Why doesn't he put his mind to a little solar car, just big enough for two people and a load of groceries, that a little, old, retired school marm could afford?!
I live in Silicon Valley, and let me tell you, it's hard to look around and not see things Musk has had a hand in. Also, my desire to own a locally built car is unbelievable. I've seen a few Tesla Model S around town and I drool every time. Such a nerd car. ;)

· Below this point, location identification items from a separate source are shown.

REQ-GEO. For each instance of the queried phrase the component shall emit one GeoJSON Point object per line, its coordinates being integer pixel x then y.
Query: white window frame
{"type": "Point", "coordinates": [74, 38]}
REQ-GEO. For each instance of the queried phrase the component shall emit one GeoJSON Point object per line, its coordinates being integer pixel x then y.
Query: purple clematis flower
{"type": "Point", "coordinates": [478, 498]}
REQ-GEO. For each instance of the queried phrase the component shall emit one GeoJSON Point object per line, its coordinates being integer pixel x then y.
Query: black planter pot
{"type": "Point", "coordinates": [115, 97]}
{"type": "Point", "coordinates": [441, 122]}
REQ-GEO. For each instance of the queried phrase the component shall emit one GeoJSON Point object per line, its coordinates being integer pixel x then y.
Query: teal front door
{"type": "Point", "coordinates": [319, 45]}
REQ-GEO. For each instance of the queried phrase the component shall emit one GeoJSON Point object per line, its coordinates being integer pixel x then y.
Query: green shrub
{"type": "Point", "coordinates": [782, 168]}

Sarah, it sounds perfect! OOPPSS $70,000 isn't so perfect! Just a little, tiny, cheap car. That is all I want.
Yeah, the price tag is not great, but I would never, ever, ever, buy a new car either. I'll gladly wait until I can buy used at a more reasonable price. :)
NASA is pleased with the success of SpaceX, despite failure of the 7th resupply mission:
“SpaceX has demonstrated extraordinary capabilities in its first six cargo resupply missions to the station, and we know they can replicate that success. We will work with and support SpaceX to assess what happened, understand the specifics of the failure and correct it to move forward. This is a reminder that spaceflight is an incredible challenge, but we learn from each success and each setback. Today's launch attempt will not deter us from our ambitious human spaceflight program.”
If all went to plan Idaho space x falcon 9 blasted off from Cape Canaveral this morning. It's docking at the ISS around 7 am on Tuesday morning. Live coverage of the robotic arm on the ISS grabbing space x's dragon rocket starts at 5/30 am. http://www.nasa.gov/nasatv
As you all undoubtedly know by now, the rocket exploded, destroying food, equipment, and science intrument/experiments. Fortunately, no lives were lost.